Despite the approvals, debate on the floor was tense. Some lawmakers expressed strong reservations about the sustainability of Nigeria’s mounting debt load.
Senator Abdul Ningi was among those who opposed the motion, warning: “Generations after us will continue to pay these loans. I’ve gone through the documents and cannot find a clear repayment plan.”
However, other senators, including Adetokunbo Abiru and Finance Committee Chairman Sani Musa, defended the proposals, describing the loan terms as flexible and growth-oriented.
Tinubu submitted the borrowing requests on May 27, emphasising the need to support critical projects in infrastructure, health, education, water supply, and other strategic areas.
The decision comes at a time when Nigeria’s total public debt stock has surpassed ₦121 trillion, with external debts exceeding $43 billion as of mid-2024. Debt servicing now consumes more than 90 per cent of federal revenue, prompting sharp criticism from economists and civil society groups.
“This is a country living on credit,” an opposition lawmaker told journalists. “People are suffering from inflation and joblessness while the government continues to dig deeper into debt.”
Still, supporters argue that the borrowing plan is different from past patterns.
“This isn’t reckless borrowing,” a committee member stated. “It’s a strategic investment to stimulate jobs, growth, and foreign exchange inflows.”
The approved loans and bond issuances are reportedly ring-fenced for high-impact, high-return projects across power, transport, the digital economy, and social sectors, subject to appropriation by the National Assembly.
A significant portion of the domestic bond—₦757.98 billion—is earmarked for the settlement of longstanding pension arrears. The move is expected to bring relief to thousands of retirees still awaiting full payment of their entitlements.

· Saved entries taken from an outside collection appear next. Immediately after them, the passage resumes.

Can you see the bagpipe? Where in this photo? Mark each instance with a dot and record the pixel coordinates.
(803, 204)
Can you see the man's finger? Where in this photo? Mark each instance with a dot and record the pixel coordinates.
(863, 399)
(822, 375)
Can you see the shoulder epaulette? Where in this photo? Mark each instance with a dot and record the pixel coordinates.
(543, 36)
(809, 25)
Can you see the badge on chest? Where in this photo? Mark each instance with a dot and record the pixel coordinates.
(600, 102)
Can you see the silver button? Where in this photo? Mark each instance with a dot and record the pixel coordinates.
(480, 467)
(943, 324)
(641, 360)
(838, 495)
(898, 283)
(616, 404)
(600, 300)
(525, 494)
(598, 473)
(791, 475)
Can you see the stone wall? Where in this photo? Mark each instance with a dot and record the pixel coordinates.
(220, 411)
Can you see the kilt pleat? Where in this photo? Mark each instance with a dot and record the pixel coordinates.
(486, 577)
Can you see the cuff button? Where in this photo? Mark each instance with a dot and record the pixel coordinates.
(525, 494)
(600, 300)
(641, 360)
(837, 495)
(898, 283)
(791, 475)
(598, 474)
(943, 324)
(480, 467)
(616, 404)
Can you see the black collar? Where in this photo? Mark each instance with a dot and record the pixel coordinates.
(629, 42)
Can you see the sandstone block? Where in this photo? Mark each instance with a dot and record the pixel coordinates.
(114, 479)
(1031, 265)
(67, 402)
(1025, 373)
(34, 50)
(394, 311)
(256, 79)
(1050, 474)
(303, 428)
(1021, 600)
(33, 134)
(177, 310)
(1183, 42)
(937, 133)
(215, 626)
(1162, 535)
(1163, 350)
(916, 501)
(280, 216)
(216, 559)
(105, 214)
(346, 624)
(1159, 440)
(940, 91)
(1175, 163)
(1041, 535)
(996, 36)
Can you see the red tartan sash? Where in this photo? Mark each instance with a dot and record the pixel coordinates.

The DMO is expected to float the bond locally, reducing exposure to external risk. However, analysts caution that the government must ensure transparency and fiscal discipline in its execution.
This provides some short-term fiscal space, but if the investments don’t yield quick, measurable returns, we’re simply deepening the debt trap.
Tuesday’s approvals give the Tinubu administration the green light to broaden its fiscal reach. But the pressure is now on for results. For ordinary Nigerians facing inflation, currency instability, and subsidy removals, the biggest question remains: Will this borrowing bring real relief, or more hardship?